A new street name could be a part of it, too.
Shortly after Mr. Oberman’s passing, architect Michael Taylor floated the idea of having the block renamed “Oberman Way.” Employees at Woodcliffe got behind this, as did the Oberman family, and a website was created last month, www.pauloberman.ca. Visitors can sign an online petition in support of the re-naming and, if they’d like to carry it a step further, the creation of a pedestrian-only zone from Front to The Esplanade as well as the flower market idea – both things about which Mr. Oberman felt strongly – can be clicked as well.
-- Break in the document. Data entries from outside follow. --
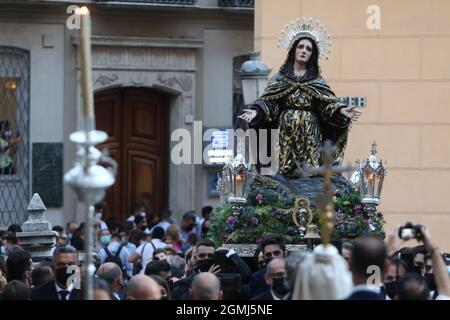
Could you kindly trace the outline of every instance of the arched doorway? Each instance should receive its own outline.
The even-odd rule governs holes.
[[[116,183],[106,194],[105,218],[124,221],[136,202],[152,215],[167,208],[169,103],[149,89],[114,88],[95,94],[96,126],[108,133],[107,147],[118,163]]]

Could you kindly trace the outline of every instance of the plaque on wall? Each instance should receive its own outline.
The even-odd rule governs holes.
[[[63,144],[33,143],[33,192],[46,207],[63,204]]]

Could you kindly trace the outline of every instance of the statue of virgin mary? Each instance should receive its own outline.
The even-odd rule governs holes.
[[[279,129],[278,171],[285,177],[300,177],[305,165],[320,166],[327,139],[336,145],[340,165],[355,111],[339,101],[320,74],[318,60],[330,54],[330,35],[317,20],[297,19],[278,44],[288,51],[283,65],[239,118],[256,129]]]

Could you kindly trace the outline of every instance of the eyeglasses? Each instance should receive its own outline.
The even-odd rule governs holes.
[[[199,258],[199,259],[214,259],[214,253],[198,253],[197,258]]]
[[[283,251],[281,250],[275,250],[273,252],[266,252],[264,253],[264,258],[270,259],[272,257],[280,257],[283,254]]]

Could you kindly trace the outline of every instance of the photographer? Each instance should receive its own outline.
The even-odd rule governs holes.
[[[193,265],[190,275],[174,284],[172,298],[174,300],[188,300],[189,289],[195,275],[201,272],[210,272],[221,278],[221,275],[240,275],[241,283],[247,281],[251,272],[247,264],[233,251],[214,248],[211,240],[197,242],[192,253]],[[235,277],[234,277],[235,278]]]
[[[423,242],[425,249],[431,257],[433,277],[438,292],[436,300],[450,300],[450,278],[448,276],[447,266],[442,259],[439,248],[431,239],[430,232],[426,226],[407,223],[395,228],[387,239],[389,254],[394,253],[403,241],[413,238]]]

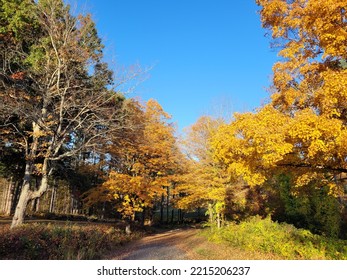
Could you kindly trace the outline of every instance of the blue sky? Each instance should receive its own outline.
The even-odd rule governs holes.
[[[132,97],[158,100],[179,129],[203,114],[251,111],[268,99],[277,57],[255,1],[77,3],[93,15],[111,68],[152,67]]]

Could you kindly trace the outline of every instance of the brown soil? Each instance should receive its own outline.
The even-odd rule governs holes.
[[[180,244],[197,234],[196,229],[175,229],[146,236],[125,245],[109,259],[118,260],[188,260],[188,252]]]
[[[125,245],[107,259],[118,260],[269,260],[272,254],[249,252],[226,243],[212,243],[200,229],[176,229]]]

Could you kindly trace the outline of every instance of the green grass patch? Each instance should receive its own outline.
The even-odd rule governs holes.
[[[101,259],[141,233],[127,235],[110,225],[26,224],[0,227],[0,259]]]
[[[270,218],[252,217],[240,224],[205,234],[214,242],[225,242],[247,251],[271,253],[283,259],[346,260],[347,241],[312,234],[305,229],[277,223]]]

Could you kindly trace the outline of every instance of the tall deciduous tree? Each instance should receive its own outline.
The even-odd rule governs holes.
[[[132,121],[138,129],[124,131],[122,141],[110,149],[108,178],[87,192],[85,199],[88,205],[113,201],[127,219],[134,219],[136,212],[151,209],[167,195],[182,163],[170,116],[159,103],[151,99],[144,108],[134,109],[137,113]]]
[[[217,222],[218,226],[222,221],[230,176],[213,159],[211,138],[222,123],[222,119],[203,116],[188,129],[184,146],[189,162],[177,187],[181,196],[176,199],[178,208],[208,208],[210,222]]]
[[[284,172],[297,187],[328,186],[338,195],[347,172],[347,2],[257,3],[282,56],[271,102],[223,126],[216,157],[251,185]]]
[[[54,162],[100,146],[126,125],[126,102],[111,87],[90,15],[71,15],[60,0],[0,5],[1,135],[25,157],[15,227],[28,202],[47,190]]]

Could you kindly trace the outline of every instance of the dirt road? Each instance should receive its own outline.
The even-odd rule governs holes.
[[[113,260],[189,260],[191,257],[182,243],[196,234],[196,229],[175,229],[144,237],[126,245]]]

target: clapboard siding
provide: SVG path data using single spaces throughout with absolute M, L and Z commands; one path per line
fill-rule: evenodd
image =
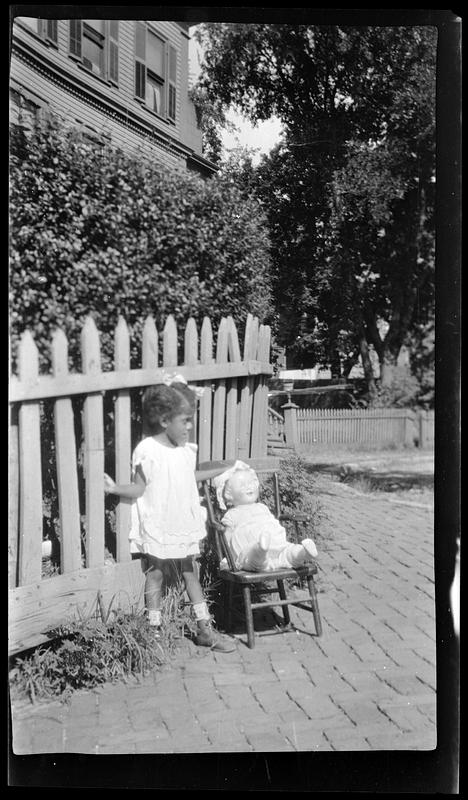
M 150 22 L 152 30 L 177 51 L 177 103 L 175 123 L 157 117 L 134 95 L 135 21 L 119 24 L 119 81 L 113 86 L 90 74 L 69 55 L 69 21 L 58 23 L 58 47 L 47 46 L 20 26 L 14 27 L 18 42 L 37 50 L 36 61 L 14 49 L 11 85 L 27 96 L 33 93 L 53 113 L 71 125 L 83 125 L 110 137 L 115 147 L 147 156 L 169 168 L 186 168 L 193 153 L 202 157 L 201 132 L 188 98 L 188 39 L 174 22 Z M 43 63 L 41 61 L 43 60 Z M 81 89 L 78 87 L 81 86 Z M 179 146 L 180 144 L 180 146 Z M 144 152 L 143 152 L 144 154 Z

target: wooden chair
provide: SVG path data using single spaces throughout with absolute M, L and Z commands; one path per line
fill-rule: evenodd
M 296 526 L 296 531 L 299 533 L 299 525 L 305 522 L 305 514 L 294 514 L 290 516 L 281 513 L 280 504 L 280 488 L 279 488 L 279 458 L 265 457 L 265 458 L 246 458 L 242 459 L 244 463 L 249 464 L 259 475 L 270 474 L 273 478 L 273 491 L 275 501 L 275 516 L 280 522 L 291 520 Z M 281 606 L 283 611 L 284 624 L 291 627 L 291 618 L 288 606 L 298 606 L 305 611 L 311 611 L 314 616 L 315 632 L 317 636 L 322 635 L 322 622 L 320 618 L 320 611 L 317 600 L 317 591 L 314 583 L 314 575 L 317 574 L 317 565 L 315 562 L 306 564 L 301 567 L 277 569 L 267 572 L 248 572 L 246 570 L 236 569 L 234 564 L 233 554 L 228 545 L 224 526 L 220 523 L 218 516 L 220 515 L 215 511 L 211 493 L 210 483 L 211 480 L 220 475 L 226 469 L 229 469 L 234 464 L 231 461 L 206 461 L 200 464 L 197 470 L 197 481 L 202 485 L 205 495 L 207 509 L 208 509 L 208 527 L 214 537 L 216 551 L 220 561 L 226 559 L 228 568 L 220 569 L 219 577 L 226 584 L 224 595 L 224 623 L 225 629 L 228 631 L 231 628 L 231 615 L 234 599 L 234 589 L 240 588 L 243 596 L 244 603 L 244 616 L 247 627 L 247 641 L 250 648 L 255 645 L 255 631 L 253 621 L 253 611 L 260 608 L 272 608 L 274 606 Z M 299 541 L 299 537 L 298 537 Z M 304 600 L 297 600 L 294 597 L 288 596 L 288 588 L 285 583 L 289 579 L 305 578 L 309 590 L 309 598 Z M 274 583 L 273 588 L 268 588 L 271 583 Z M 260 591 L 262 595 L 271 595 L 278 593 L 278 600 L 261 600 L 252 602 L 252 592 L 257 594 Z

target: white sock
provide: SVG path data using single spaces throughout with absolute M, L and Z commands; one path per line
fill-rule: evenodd
M 148 611 L 148 622 L 151 626 L 159 628 L 161 625 L 161 609 L 150 608 Z
M 206 605 L 205 602 L 193 603 L 193 613 L 195 614 L 196 620 L 211 619 L 210 612 L 208 611 L 208 606 Z

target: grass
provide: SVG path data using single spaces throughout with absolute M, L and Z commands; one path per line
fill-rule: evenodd
M 78 689 L 142 677 L 167 663 L 192 628 L 179 585 L 168 587 L 164 597 L 159 639 L 143 611 L 113 610 L 112 602 L 104 609 L 96 602 L 93 614 L 61 625 L 50 631 L 48 643 L 13 657 L 12 697 L 66 701 Z

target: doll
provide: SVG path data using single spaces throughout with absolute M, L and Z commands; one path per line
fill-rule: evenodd
M 221 522 L 232 550 L 236 569 L 263 572 L 299 567 L 317 555 L 312 539 L 293 544 L 284 527 L 263 503 L 258 502 L 260 483 L 256 472 L 236 461 L 214 479 L 219 506 L 226 510 Z

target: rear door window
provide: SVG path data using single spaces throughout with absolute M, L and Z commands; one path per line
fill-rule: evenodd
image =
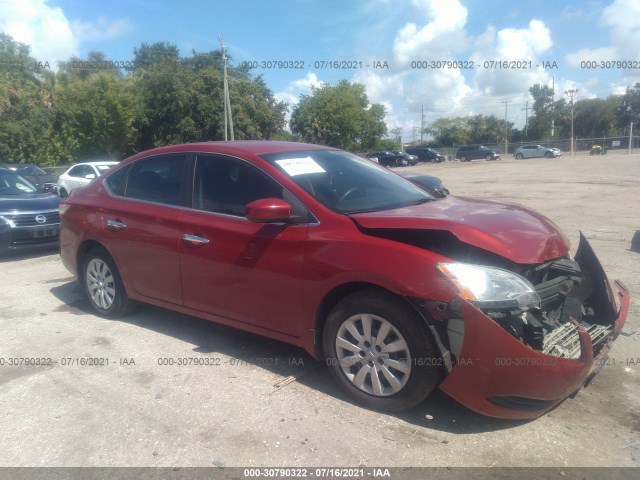
M 119 191 L 124 190 L 127 198 L 180 205 L 186 163 L 186 155 L 171 154 L 138 160 L 131 165 L 126 185 L 119 185 Z

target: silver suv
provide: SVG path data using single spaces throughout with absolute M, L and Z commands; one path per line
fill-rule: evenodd
M 547 148 L 542 145 L 522 145 L 514 150 L 513 156 L 518 160 L 533 157 L 554 158 L 562 156 L 562 150 L 559 148 Z

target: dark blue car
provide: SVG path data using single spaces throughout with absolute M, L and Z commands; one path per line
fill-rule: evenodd
M 0 168 L 0 253 L 57 242 L 59 203 L 56 195 L 38 190 L 12 170 Z

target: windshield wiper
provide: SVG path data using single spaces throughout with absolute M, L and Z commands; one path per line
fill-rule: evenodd
M 427 202 L 430 202 L 432 200 L 435 200 L 435 198 L 429 198 L 429 197 L 421 198 L 420 200 L 418 200 L 413 205 L 422 205 L 423 203 L 427 203 Z

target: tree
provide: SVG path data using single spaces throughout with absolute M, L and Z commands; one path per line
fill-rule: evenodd
M 363 84 L 342 80 L 302 95 L 290 127 L 307 142 L 364 151 L 386 133 L 384 114 L 384 106 L 369 105 Z
M 466 117 L 439 118 L 425 128 L 438 145 L 454 146 L 470 143 L 471 132 Z
M 55 122 L 53 73 L 30 48 L 0 33 L 0 158 L 29 162 L 46 156 Z
M 589 98 L 575 102 L 573 125 L 577 137 L 606 137 L 615 134 L 619 97 Z
M 510 132 L 513 123 L 507 123 Z M 437 145 L 454 146 L 468 143 L 495 144 L 504 141 L 505 124 L 495 115 L 440 118 L 424 130 Z
M 141 149 L 224 138 L 220 51 L 180 58 L 173 45 L 142 44 L 133 65 Z M 275 100 L 263 78 L 233 66 L 228 74 L 235 137 L 269 139 L 282 131 L 287 105 Z
M 616 108 L 616 118 L 620 128 L 626 128 L 631 122 L 635 126 L 640 122 L 640 83 L 636 83 L 632 88 L 627 87 L 627 91 L 620 97 L 620 102 Z
M 176 45 L 167 42 L 156 42 L 149 45 L 142 42 L 139 47 L 133 49 L 133 61 L 128 66 L 128 71 L 151 69 L 158 65 L 177 65 L 180 52 Z
M 134 141 L 130 81 L 109 72 L 75 78 L 60 88 L 59 137 L 71 158 L 120 158 Z
M 529 117 L 529 136 L 548 138 L 551 136 L 551 123 L 555 118 L 554 90 L 547 85 L 536 84 L 529 88 L 533 97 L 532 115 Z

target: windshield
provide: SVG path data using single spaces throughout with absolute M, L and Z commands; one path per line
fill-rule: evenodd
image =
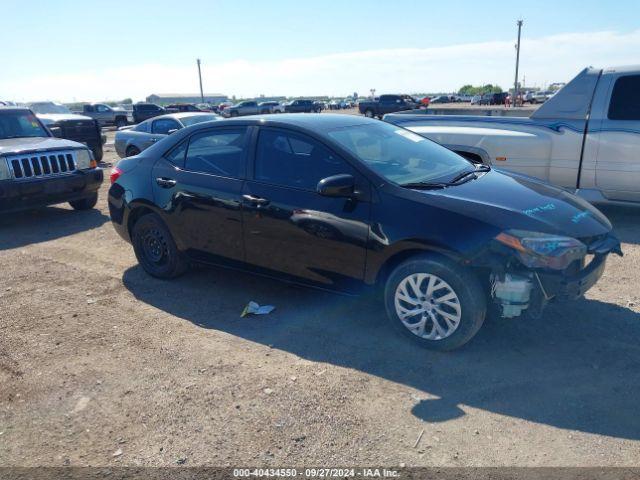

Once the petition reaches 5,000 names, Woodcliffe will file an application with the city for the street name change. In addition, they’ll be able to make a stronger case for the pedestrian zone and the flower market when those items come up for debate. And they most certainly will: Naysayers will lament of the loss of parking along that stretch of Market Street, and others will argue that the changing of a long-standing street name is no way to honour a heritage-loving developer.
Hopefully, cooler heads will remind them that when the new St. Lawrence Market North Building is completed a few years from now, those parking spaces will be replaced … along with dozens and dozens more, and those with a fondness for the Market Street name will take comfort in the knowledge that it will still exist south of The Esplanade. The fiscal-minded will understand that the more people-friendly places Toronto has, the better it is for the economy.
“Pedestrian-only is not just for the restaurants, it’s for the Market, it’s for people to go outside,” offers Ms. Lewis. “This is one of those unique opportunities, and they don’t come very often –most people aren’t crazy enough to assemble a whole street,” she laughs.
But Paul Oberman was “a dreamer” says Mr. Kuwabara. When I dream about a restaurant/heritage district with that je ne sais quoi that comes with “café society” (to borrow Ms. Lewis’s term) and a new pedestrian corridor that will connect the Novotel and condominiums along The Esplanade to the market, up to architect Jerome Markson’s award-winning Market Square building and then to King Street and beyond, I get chills.
Ted Rogers got his Way. Let’s thank another of our modern city-building heroes the same way.